Outline
Visualizing how all of Kubernetes' moving parts work together to deliver applications is half the battle. There's quite the stack of infrastructure layers and it's easy to get lost. So I think I'll begin from the outside and work my way in. first, though, keep in mind that Kubernetes production deployments run on multiple host computers. Things will make more sense in that context.
Our first stop, then, will be the cluster. A cluster will generally consist of multiple physical servers linked and centrally controlled so that their resources can be efficiently coordinated in the service of your application. Or, in other words, a cluster is a bunch of computers. That's it.

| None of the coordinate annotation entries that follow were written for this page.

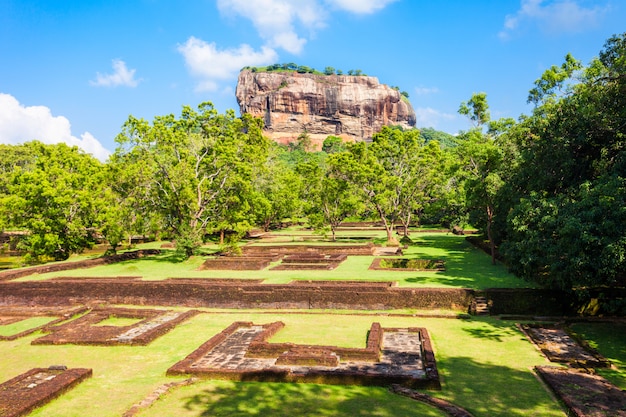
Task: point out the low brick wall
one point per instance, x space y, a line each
65 266
236 263
22 394
260 348
204 293
526 301
86 331
365 249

Each of those computers is known as a Node. They're what we called Hosts in Docker. To allow the cluster to function, each Kubernetes node has management services installed. Those include a kubelet, which is an agent configured to negotiate between containers on the node and the cluster management layer. There will also be a container runtime that manages container behavior. Historically, that runtime has actually been Docker, but there's now a shift underway towards the use of the Kubernetes-native tool called the Container Runtime Interface (CRI) and containerd in place of the Docker runtime. There will also be a kube proxy that'll handle networking - which, by the way, works through network ports.
At least one of these nodes will be a Control Plane - otherwise referred to as a Master or Head Node. Control Planes are the brains directing everything that happens within a cluster. Master nodes will include an apiserver for processing API requests, a cluster store whose job it is to persist the cluster state and configuration, a controller manager, and a scheduler.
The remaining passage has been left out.